Using caraway seeds in skin care is not as common as using them in diluted form for internal problems such as indigestion, gas, relief of menstrual cramps and infant colic. However, the oil of seeds has been used for centuries for some external complaints and caraway is slowly being integrated into other forms of skin care.
Caraway Seeds in Skin Care: History
Also known as Carum carvi, caraway is found in Asia and northern and central Europe. It has been used as a spice since antiquity, and is possibly the oldest spice in Europe. In addition to its flavoring in breads, cakes, soups and sauerkraut, its digestive aid capacity has been understood at least since the 17th century, and most likely many hundreds of years before.
Today, caraway seeds are still most commonly used as spices in breads and cakes, especially rye bread. And if you go to any decent organic grocery or health food store, you will find essential oils derived from caraway seeds for skin care usage or aromatic facial steams. What was true in the middle ages remains true today - caraway can be good for puffiness, so a poultice made of it will help quicken the healing process when skin is inflamed or injured.

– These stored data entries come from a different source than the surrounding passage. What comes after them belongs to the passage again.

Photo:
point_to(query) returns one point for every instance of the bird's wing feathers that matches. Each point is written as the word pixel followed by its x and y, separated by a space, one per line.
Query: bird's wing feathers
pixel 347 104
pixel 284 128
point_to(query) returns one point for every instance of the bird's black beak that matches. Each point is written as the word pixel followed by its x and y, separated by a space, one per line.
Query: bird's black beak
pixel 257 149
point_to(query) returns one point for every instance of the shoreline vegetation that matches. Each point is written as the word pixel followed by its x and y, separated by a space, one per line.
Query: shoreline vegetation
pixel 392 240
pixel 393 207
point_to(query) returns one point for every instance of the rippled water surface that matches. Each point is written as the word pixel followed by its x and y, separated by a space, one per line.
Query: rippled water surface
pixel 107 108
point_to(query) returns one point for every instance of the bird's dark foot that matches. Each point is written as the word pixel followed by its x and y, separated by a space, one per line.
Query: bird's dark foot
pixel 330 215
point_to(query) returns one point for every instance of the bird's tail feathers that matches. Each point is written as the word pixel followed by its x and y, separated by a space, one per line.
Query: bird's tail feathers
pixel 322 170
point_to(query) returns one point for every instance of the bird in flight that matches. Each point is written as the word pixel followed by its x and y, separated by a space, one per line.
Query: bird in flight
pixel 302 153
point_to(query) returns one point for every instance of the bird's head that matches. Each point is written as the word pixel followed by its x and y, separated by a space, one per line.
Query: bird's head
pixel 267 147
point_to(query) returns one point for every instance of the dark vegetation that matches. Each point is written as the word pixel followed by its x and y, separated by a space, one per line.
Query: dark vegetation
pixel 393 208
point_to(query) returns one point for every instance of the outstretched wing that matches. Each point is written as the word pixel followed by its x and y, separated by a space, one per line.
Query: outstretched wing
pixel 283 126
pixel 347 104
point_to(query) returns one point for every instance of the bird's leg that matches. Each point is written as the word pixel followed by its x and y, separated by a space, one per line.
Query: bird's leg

Modern Use of Caraway Seeds
Caraway seeds can be made into a tea, but this is still best used for internal complaints. For skin care, the essential oil has been shown to have some effect in reducing boils, acne and similar eruptions. Even better, it can be effective in regenerating skin cells, thus improving the look of acne scars or dark spots.
Other uses for caraway seeds in skin care include treating oily skin, cleaning infected wounds, relieving itching (including scabies) and even tending to some scalp problems. Finally, it can be said to give a more healthful glow to pale, dull complexions.
Using Caraway in Essential Oils
As with many essential oils, caraway must not be applied directly on the skin. It should instead be mixed with a diluting or carrier oil, which are available wherever essential oils are sold, and then applied according to the dosage directions on the bottle. It is non-toxic and does not sensitize, but it can be irritating if overused, so it's best to follow the instructions exactly, or even use a bit less than suggested if you have highly sensitive skin.
Surprisingly, very few skin care products seem to include caraway, considering all the positive benefits it can have. As more and more natural skin care remedies come on to the market, it is presumed that caraway or Carum carvi will be a major ingredient.
The French company Caudalie is ahead of the curve, touting caraway as one of the ingredients in its Vinoperfect Complexion Correcting Radiance Serum. The serum contains no parabens, relying predominantly upon natural ingredients to deliver excellent moisture and rejuvenation. With caraway as one of the main active ingredients, the serum works well on acne scars, age spots, blotchiness, stretch marks and other complaints. Furthermore, it acts to prevent new dark spots from occurring. It stimulates collagen and elastin production and is oil-free. It is on the pricier side, but note that you only need to use a few drops at a time, so a one ounce bottle should last as long as three or four months. More importantly, users note a lighter, more even skin tone and uniformity in their complexion. Most people find it works quickly and is effective, making it well worth the expense.
Ancient Formulas, Modern Needs
More and more people are incorporating essential oils into their skin care routine, finding that they can work well without bringing concerns about chemical exposure. Everything old is definitely new again, and caraway seeds in skin care are sure to become more popular as they are increasingly found to be effective.